Anthropic prompt caching has a 5-minute TTL. Cached content not accessed within 5 minutes is evicted. OpenAI prompt caching is implicit and managed automatically — no cache_control fields needed.

Thinking and reasoning

Chat Completions thinking

For Claude models, use the reasoning object. For OpenAI reasoning models, use the reasoning_effort field (values: minimal, low, medium, high).

from openai import OpenAI

client = OpenAI(
  api_key="<SNOWFLAKE_PAT>",
  base_url="https://<account-identifier>.snowflakecomputing.com/api/v2/cortex/v1"
)

# Claude models — use the reasoning object
response = client.chat.completions.create(
  model="claude-sonnet-4-5",
  messages=[
    {"role": "user", "content": "Are there an infinite number of prime numbers such that n mod 4 == 3?"}
  ],
  extra_body={
    "reasoning": {"effort": "high"}
  }
)

print(response.choices[0].message.content)

Messages API thinking

Some Claude models support adaptive thinking, where the model adjusts how much reasoning it applies based on task complexity. The following models support adaptive thinking:

  • claude-opus-4-6

For the Messages API, use the thinking parameter with type: "adaptive" to enable adaptive thinking. The output_config.effort parameter provides some high-level control over the thinking depth, and accepts the following values:

Effort level

Behavior

max

Always thinks with no constraints on thinking depth. Claude Opus 4.6 only.

high (default)

Always thinks. Provides deep reasoning on complex tasks.

medium

Moderate thinking. May skip thinking for very simple queries.

low

Minimizes thinking. Skips thinking for simple tasks where speed matters most.

The following examples demonstrate how to make a Messages API call with adaptive thinking enabled:

import httpx
import anthropic

PAT = "<SNOWFLAKE_PAT>"

http_client = httpx.Client(
  headers={"Authorization": f"Bearer {PAT}"},
)

client = anthropic.Anthropic(
  api_key="not-used",
  base_url="https://<account-identifier>.snowflakecomputing.com/api/v2/cortex",
  http_client=http_client,
  default_headers={"Authorization": f"Bearer {PAT}"},
)

response = client.messages.create(
  model="claude-opus-4-6",
  max_tokens=16384,
  thinking={
    "type": "adaptive"
  },
  messages=[
    {"role": "user", "content": "Are there an infinite number of prime numbers such that n mod 4 == 3?"}
  ],
)

# The response includes thinking blocks followed by text
for block in response.content:
    if block.type == "thinking":
        print(f"Thinking: {block.thinking[:100]}...")
    elif block.type == "text":
        print(f"Answer: {block.text}")

The response includes thinking blocks with summarized thinking and thinking signatures. Pass these blocks back in multi-turn conversations to maintain reasoning context:

{
  "role": "assistant",
  "content": [
    {"type": "thinking", "thinking": "<thinking>", "signature": "<signature>"},
    {"type": "text", "text": "Yes, there are infinitely many primes p where p ≡ 3 (mod 4)..."}
  ]
}

For a full description of the Messages API support for Adaptive Thinking, see Claude API Docs – Adaptive thinking.
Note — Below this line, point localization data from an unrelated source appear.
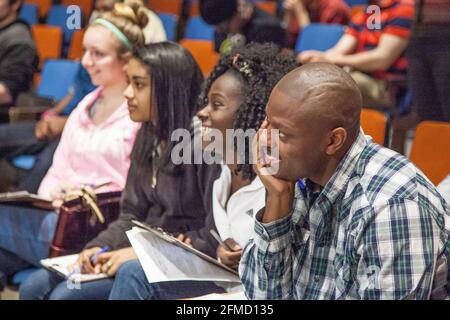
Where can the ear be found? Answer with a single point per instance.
(126, 57)
(336, 140)
(17, 5)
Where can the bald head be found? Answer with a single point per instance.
(326, 94)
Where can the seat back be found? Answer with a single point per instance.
(58, 16)
(57, 77)
(319, 36)
(268, 6)
(48, 40)
(43, 6)
(169, 22)
(86, 6)
(203, 52)
(166, 6)
(76, 45)
(29, 13)
(431, 149)
(197, 28)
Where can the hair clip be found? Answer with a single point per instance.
(242, 66)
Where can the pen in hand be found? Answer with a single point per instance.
(93, 258)
(219, 240)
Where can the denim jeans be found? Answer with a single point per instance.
(26, 232)
(131, 284)
(44, 284)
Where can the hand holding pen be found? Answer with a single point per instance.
(87, 259)
(228, 252)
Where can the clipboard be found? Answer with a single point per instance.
(171, 239)
(59, 265)
(24, 198)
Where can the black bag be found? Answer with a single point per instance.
(82, 216)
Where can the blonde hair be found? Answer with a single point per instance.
(130, 18)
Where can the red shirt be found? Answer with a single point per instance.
(396, 19)
(326, 11)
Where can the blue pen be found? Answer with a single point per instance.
(102, 250)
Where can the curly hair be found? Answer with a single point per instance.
(258, 67)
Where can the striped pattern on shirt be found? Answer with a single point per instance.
(377, 230)
(396, 19)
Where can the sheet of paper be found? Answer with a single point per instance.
(21, 196)
(222, 296)
(163, 261)
(61, 265)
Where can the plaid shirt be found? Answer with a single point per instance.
(377, 230)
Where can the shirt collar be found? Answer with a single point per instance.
(387, 3)
(86, 120)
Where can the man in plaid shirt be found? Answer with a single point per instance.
(363, 223)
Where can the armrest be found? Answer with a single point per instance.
(18, 114)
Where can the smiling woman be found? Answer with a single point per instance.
(96, 143)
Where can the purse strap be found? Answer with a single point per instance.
(89, 197)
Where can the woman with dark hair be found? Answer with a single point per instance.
(235, 97)
(164, 83)
(95, 145)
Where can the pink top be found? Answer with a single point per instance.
(90, 153)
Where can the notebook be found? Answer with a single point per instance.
(24, 198)
(60, 265)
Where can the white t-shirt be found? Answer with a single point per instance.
(234, 216)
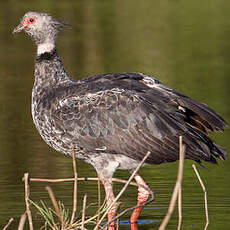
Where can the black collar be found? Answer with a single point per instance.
(46, 56)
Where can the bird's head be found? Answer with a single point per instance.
(42, 27)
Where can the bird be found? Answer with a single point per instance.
(112, 120)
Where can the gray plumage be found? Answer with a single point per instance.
(112, 120)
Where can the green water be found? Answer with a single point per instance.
(183, 43)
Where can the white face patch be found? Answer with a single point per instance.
(45, 47)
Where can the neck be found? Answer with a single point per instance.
(45, 48)
(49, 71)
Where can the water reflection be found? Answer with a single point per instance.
(183, 43)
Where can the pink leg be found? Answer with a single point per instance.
(110, 198)
(143, 194)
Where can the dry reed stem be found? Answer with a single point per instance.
(117, 227)
(179, 208)
(8, 224)
(176, 187)
(56, 207)
(205, 196)
(22, 221)
(75, 187)
(99, 198)
(122, 190)
(79, 179)
(27, 194)
(83, 212)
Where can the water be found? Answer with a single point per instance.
(183, 43)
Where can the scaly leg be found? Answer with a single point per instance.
(110, 198)
(143, 194)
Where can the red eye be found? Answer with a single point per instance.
(30, 21)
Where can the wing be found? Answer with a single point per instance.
(131, 114)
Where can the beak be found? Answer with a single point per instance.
(19, 28)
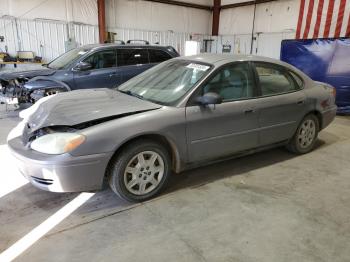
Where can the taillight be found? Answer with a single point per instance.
(334, 92)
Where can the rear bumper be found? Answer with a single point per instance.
(328, 116)
(343, 109)
(60, 173)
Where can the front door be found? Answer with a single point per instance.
(103, 72)
(217, 131)
(282, 103)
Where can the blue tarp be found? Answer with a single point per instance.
(325, 60)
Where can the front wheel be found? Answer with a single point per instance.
(140, 171)
(305, 137)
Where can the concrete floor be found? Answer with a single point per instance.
(271, 206)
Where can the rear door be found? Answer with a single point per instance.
(282, 103)
(103, 72)
(215, 131)
(131, 62)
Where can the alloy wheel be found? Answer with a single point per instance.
(144, 172)
(306, 133)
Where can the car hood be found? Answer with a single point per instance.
(82, 106)
(27, 74)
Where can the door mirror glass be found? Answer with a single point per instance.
(210, 98)
(83, 66)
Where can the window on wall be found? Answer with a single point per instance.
(232, 82)
(274, 79)
(158, 56)
(129, 56)
(102, 59)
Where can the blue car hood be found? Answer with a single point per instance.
(81, 106)
(27, 73)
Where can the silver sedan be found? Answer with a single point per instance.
(180, 114)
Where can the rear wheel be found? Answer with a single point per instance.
(53, 91)
(140, 171)
(305, 137)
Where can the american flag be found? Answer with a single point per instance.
(323, 19)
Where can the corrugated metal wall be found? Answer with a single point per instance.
(45, 38)
(174, 39)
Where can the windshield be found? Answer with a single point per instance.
(166, 83)
(67, 58)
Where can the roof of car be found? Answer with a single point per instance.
(216, 59)
(98, 46)
(220, 59)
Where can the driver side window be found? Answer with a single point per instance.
(102, 59)
(233, 82)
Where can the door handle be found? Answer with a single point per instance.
(112, 74)
(248, 111)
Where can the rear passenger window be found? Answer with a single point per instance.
(233, 82)
(158, 56)
(297, 79)
(102, 59)
(274, 79)
(131, 56)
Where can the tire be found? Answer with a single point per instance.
(305, 137)
(53, 91)
(140, 171)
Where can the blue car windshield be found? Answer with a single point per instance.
(67, 58)
(167, 82)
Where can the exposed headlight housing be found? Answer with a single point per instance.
(57, 143)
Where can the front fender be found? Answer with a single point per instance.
(42, 83)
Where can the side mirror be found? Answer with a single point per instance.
(83, 66)
(210, 98)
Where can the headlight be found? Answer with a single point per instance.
(57, 143)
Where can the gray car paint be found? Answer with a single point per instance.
(195, 134)
(80, 106)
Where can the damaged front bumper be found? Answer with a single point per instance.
(13, 92)
(60, 173)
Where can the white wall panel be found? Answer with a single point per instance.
(166, 38)
(228, 2)
(83, 11)
(236, 20)
(44, 38)
(277, 16)
(155, 16)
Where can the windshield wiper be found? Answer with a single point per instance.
(128, 92)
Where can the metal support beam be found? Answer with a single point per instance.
(101, 20)
(216, 17)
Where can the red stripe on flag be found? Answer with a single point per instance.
(308, 18)
(300, 18)
(340, 18)
(329, 18)
(347, 34)
(318, 19)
Beta features (Messages API)

The Messages API supports Anthropic beta features via the anthropic-beta header. Pass one or more beta header values as a comma-separated string.

Supported beta headers

Beta header value

Feature

token-efficient-tools-2025-02-19

Token-efficient tools

interleaved-thinking-2025-05-14

Interleaved thinking

output-128k-2025-02-19

Enables output tokens up to 128K

dev-full-thinking-2025-05-14

Developer mode for raw thinking on Claude 4+ models

context-1m-2025-08-07

1 million token context window

context-management-2025-06-27

Context management

effort-2025-11-24

Effort parameter for thinking

tool-search-tool-2025-10-19

Tool search tool

tool-examples-2025-10-29

Tool use examples

The following example enables the 1 million token context window with claude-sonnet-4-6:

import httpx
import anthropic

PAT = "<SNOWFLAKE_PAT>"

http_client = httpx.Client(
  headers={"Authorization": f"Bearer {PAT}"},
)

client = anthropic.Anthropic(
  api_key="not-used",
  base_url="https://<account-identifier>.snowflakecomputing.com/api/v2/cortex",
  http_client=http_client,
  default_headers={
    "Authorization": f"Bearer {PAT}",
    "anthropic-beta": "context-1m-2025-08-07",
  },
)

response = client.messages.create(
  model="claude-sonnet-4-6",
  max_tokens=8192,
  messages=[
    {"role": "user", "content": "<very long document text>... Summarize the key themes."}
  ],
)

print(response.content[0].text)

You can combine multiple beta features by passing a comma-separated string:

-H "anthropic-beta: context-1m-2025-08-07,interleaved-thinking-2025-05-14"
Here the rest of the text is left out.